Akcja detektywa Rutkowskiego w klubie Hawana

Mało brakowało, a popularny kielecki klub Hawana zostałby w poniedziałek zamknięty. Przez kilka godzin wejścia pilnowało kilkunastu pracowników biura detektywistycznego posła Krzysztofa Rutkowskiego i firmy ochroniarskiej Argos, a cały budynek ogrodzono taśmą. Dlaczego?Rutkowskiego poprosiła o pomoc spółka Dekom, właściciel budynku, w którym mieści się klub. Jak tłumaczył jej wiceprezes Arkadiusz Kosecki, dzierżawca lokalu od kilku miesięcy zalegał za czynsz i media. W sumie uzbierało się ponad 150 tys. zł długów. – W kilku pismach wzywaliśmy do zapłaty, a na początku listopada zdecydowaliśmy się wypowiedzieć umowę – mówi Kosecki.

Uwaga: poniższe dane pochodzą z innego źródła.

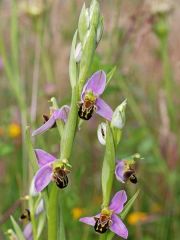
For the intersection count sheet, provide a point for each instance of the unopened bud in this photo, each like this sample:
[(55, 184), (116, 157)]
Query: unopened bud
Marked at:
[(84, 23), (118, 118), (99, 31), (78, 52)]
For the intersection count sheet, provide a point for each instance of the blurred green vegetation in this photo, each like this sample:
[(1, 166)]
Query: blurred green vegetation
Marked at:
[(34, 49)]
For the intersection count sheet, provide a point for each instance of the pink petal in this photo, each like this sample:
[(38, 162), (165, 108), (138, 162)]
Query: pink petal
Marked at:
[(43, 157), (117, 203), (103, 109), (88, 220), (118, 227), (43, 177), (119, 171), (96, 84)]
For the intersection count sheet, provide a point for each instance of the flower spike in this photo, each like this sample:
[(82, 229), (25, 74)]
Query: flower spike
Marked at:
[(108, 219), (61, 114), (51, 169)]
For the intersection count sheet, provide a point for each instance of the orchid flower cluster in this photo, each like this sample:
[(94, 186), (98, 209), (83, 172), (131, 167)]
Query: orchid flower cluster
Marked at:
[(86, 101)]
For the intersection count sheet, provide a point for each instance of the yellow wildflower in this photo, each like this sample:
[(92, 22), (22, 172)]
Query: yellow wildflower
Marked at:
[(14, 130), (137, 217), (77, 213)]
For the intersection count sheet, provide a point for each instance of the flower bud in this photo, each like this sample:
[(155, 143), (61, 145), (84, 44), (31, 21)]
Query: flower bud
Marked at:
[(94, 14), (78, 52), (99, 32), (101, 133), (118, 118)]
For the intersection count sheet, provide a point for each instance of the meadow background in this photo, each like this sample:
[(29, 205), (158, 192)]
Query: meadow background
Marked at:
[(35, 40)]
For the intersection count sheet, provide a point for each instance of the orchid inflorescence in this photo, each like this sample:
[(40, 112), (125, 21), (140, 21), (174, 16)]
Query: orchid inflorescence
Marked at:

Wczoraj właściciel miał przejąć lokal, a wyposażenie zająć na poczet należności. Po godz. 10 do akcji wkroczył Rutkowski i zapowiedział, że wezwał policję i będzie zajmował lokal. Przed drzwiami stanęli uzbrojeni pracownicy jego biura i firmy ochroniarskiej Argos – w sumie 20 osób. Budynek otoczono taśmą.

Dzierżawca Bogusław Marcinkowski uznał działanie Rutkowskiego za nielegalne. – Kto panu powiedział, że nie płacę czynszu? Płacę z opóźnieniem – tłumaczył się.

Policja przyjechała po 30 minutach, gdy zaczęto przewiercać zamki w drzwiach Hawany. Funkcjonariusz kazał robotnikowi przerwać pracę. – Proszę nie wkraczać siłą, dopóki nie będzie tytułu wykonawczego sądu – zapowiedział detektywowi.

– Boi się pan podjąć decyzję i ośmiesza urząd policji – zareagował Rutkowski i zapowiedział: – Nie sforsujemy drzwi, ale zostawiam tu moich ludzi, do lokalu nie wejdzie nikt.

W efekcie przez kilka godzin Hawana była zamknięta. Wokół zgromadziły się tłumy gapiów.

Sprawa rozwiązała się po kilku godzinach. Właściciel dogadał się z dzierżawcą, który zapowiedział, że zwróci mu część pieniędzy. Ustalono też nowe warunki wynajmu.